Come è cambiata la professione negli anni? 

“Sono cambiati innanzitutto i mezzi di comunicazione, e quindi è diventato necessario modificare il proprio linguaggio in base al mezzo di comunicazione che si utilizza. Io in questo momento lavoro in televisione, sui social, in radio, scrivo libri; sono quattro modi diversi di raccontare le cose, e devi essere capace di modificarti per riuscire nel giusto modo a raccontare. È cambiato anche moltissimo il modo di fruire le notizie, anche il mio modo di apprendere le cose, con internet ad esempio, da un lato è diventato molto più facile documentarsi, dall’altro è molto più diffuso e quindi la documentazione che devi avere alle spalle deve essere molto più profonda”.
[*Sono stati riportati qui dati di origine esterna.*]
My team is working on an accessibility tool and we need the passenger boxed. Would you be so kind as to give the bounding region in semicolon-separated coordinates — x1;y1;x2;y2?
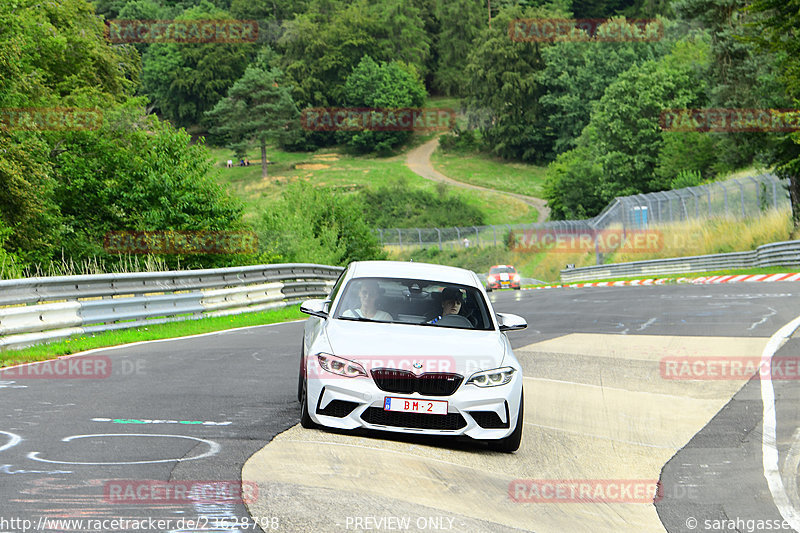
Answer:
342;280;394;322
428;287;462;324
So che per una scommessa con suo figlio Diego ha dovuto aprire i suoi profili social: come se la cava? Le piace?  

“Ho una grande fortuna, lavoro con una società che si chiama Realize Networks, che mi ha fornito una squadra con cui lavorare fatta di grandi professionisti che conoscevano il mezzo e che mi stanno insegnando a lavorare su un mezzo di comunicazione che io non conoscevo. Bisogna sempre essere umani e riuscire a capire che si deve migliorare nelle cose che si fa, io in questo so che devo ancora migliorare, per fortuna ho una grande squadra con me, e se si riesce a lavorare in squadra, le cose vanno sempre bene”. 

Lei appassionato di sport sua moglie appassionata di cucina: avete mai pensato a un programma insieme e che unisse le sue vostre passioni? 

“Sono anni che pensiamo di fare un programma insieme, anzi facciamo un appello. Credo che immodestamente, il fatto che ci completiamo nella vita ci permetterebbe di completarci anche in Tv. Mi piacerebbe moltissimo”. 

Su alcune reti molti programmi sportivi sono un spariti dai palinsesti. C’è un programma del passato che le piacerebbe riproporre?

“Io non sono uno che è molto ripiegato sul passato, guardo sempre avanti. Però non si può non ricordare le grandi trasmissioni del passato. C’è una cosa che adesso manca in televisione, e non è un caso che sto cercando di metterci la testa, ed è una trasmissione di satira calcistica, anche se vogliamo un po’ ruvida. C’è in politica questo tipo di trasmissioni ma non c’è sul calcio. Credo che sia arrivato il momento di ritornare a ridere sul calcio perchè cominciamo a ridere un po’ meno e ad essere troppo seriosi”.